Auch wenn der Leiter des Reha-Zentrums im Abschlussgespräch sehr unsensibel das Gegenteil suggerieren wollte: „Seien Sie froh, wenn Ihre Söhne das 24. Lebensjahr überstehen, wenn sie sich nicht totprügeln lassen oder vor den Zug werfen. Ja, Sie müssen sich mit dem Tod befassen, wenn sie solche Kinder haben.“

Aber wir hoffen weiter. Nur, wie wird es weitergehen?

Bipolarität ist nicht heilbar. Je älter die Zwillinge werden, desto kürzer werden die Abschnitte ihrer Rückfälle. Dagegen sind auch die Medikamente machtlos. Mit einem maßvollen, antrainierten Lebensstil aber werden sie ein wunderbares Leben führen können, so wie die Mehrheit der Bipolaren. Sie werden von der Kreativität, der künstlerischen Neugierde und Experimentierfreude profitieren, die den meisten Bipolaren gegeben ist.

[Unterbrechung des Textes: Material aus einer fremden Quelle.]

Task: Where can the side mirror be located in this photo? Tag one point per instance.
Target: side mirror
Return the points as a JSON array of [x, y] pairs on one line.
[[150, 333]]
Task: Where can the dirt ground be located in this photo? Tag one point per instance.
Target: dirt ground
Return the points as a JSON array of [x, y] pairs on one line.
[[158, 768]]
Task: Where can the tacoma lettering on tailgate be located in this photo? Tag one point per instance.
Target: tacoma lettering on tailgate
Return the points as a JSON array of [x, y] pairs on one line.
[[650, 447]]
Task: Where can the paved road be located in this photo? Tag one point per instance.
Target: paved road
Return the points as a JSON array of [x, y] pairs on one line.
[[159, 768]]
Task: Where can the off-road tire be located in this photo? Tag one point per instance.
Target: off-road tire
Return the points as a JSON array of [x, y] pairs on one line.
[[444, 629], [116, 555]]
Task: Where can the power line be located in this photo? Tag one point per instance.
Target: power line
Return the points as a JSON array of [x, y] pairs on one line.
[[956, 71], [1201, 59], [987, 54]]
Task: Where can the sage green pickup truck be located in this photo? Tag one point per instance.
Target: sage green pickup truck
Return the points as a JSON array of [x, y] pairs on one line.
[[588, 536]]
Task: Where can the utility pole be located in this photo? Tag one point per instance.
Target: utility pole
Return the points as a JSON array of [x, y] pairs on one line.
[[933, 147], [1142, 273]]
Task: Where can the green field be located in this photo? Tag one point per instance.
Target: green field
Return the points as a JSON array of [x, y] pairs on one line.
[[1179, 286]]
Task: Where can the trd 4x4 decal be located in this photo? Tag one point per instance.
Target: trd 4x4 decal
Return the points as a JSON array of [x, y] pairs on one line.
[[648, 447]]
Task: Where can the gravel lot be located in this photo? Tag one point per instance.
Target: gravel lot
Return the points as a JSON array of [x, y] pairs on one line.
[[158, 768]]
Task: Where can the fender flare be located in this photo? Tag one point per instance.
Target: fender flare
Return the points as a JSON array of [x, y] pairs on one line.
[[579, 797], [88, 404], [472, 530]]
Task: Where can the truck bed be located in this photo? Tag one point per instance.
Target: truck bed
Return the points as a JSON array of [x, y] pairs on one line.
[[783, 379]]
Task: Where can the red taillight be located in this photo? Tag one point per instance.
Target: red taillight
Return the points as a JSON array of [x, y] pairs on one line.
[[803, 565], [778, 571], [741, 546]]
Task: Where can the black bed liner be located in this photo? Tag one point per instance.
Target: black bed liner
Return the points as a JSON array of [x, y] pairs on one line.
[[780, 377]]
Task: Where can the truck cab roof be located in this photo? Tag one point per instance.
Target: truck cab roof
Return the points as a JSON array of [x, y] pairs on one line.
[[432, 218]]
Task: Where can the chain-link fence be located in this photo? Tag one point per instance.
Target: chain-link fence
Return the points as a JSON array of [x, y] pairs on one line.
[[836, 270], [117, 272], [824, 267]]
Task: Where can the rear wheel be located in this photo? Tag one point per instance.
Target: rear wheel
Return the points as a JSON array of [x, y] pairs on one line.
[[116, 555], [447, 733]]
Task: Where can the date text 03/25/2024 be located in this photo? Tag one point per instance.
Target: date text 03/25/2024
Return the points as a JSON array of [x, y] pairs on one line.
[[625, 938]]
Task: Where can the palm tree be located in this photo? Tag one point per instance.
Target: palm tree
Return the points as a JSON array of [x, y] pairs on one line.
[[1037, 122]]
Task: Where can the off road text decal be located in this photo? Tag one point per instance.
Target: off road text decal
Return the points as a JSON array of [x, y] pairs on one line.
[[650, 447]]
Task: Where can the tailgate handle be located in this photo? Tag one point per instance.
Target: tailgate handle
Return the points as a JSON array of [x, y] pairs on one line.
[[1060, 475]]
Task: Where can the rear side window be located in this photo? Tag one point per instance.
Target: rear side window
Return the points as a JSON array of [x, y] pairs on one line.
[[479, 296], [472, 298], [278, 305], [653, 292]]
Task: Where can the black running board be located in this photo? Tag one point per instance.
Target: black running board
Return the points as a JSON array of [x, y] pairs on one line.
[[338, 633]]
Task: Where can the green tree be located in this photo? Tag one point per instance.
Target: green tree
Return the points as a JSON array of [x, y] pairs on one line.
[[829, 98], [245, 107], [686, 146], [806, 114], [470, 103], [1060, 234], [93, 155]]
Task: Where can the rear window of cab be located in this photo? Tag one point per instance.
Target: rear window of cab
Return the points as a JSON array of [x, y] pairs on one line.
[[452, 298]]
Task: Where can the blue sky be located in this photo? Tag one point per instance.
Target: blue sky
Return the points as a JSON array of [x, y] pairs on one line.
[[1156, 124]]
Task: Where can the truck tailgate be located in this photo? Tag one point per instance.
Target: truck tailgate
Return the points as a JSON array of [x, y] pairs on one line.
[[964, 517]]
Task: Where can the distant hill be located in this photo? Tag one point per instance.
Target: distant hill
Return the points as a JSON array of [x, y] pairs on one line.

Und ich hoffe für sie, dass sie in ihrem sozialen und beruflichen Umfeld auf Verständnis stoßen werden, denn das ist, wie wir selbst erfahren mussten, nicht oft gegeben. „Viele Bipolare könnten beruflich hoch erfolgreich sein, gäbe es nicht diese enorme Arbeitsdichte“, sagt Bräunig. „Zu viele werden mit einem Durchschnittsalter von 45 Jahren verrentet. Welch Schande, was da für kreative Köpfe verloren gehen.“

Felix und Tim sind zurzeit stabil. Es ist ihnen bewusst, dass ihr Leben immer wieder aus einem Auf und Ab besteht. So bestimmt es ihre ständige Begleiterin, die Bipolarität. Himmelhoch jauchzend, zum Tode betrübt. Oder, wie ein Bipolarer in einer Selbsthilfegruppe es ausdrückte: „Wir sind Meister des Scheiterns und Meister des Wiederaufstehens.“ An diesen Satz werde ich mich erinnern, wenn sich einer meiner Zwillinge wieder auf der Achterbahn seiner Gefühle befindet.

Alle Namen außer dem von Professor Bräunig wurden geändert.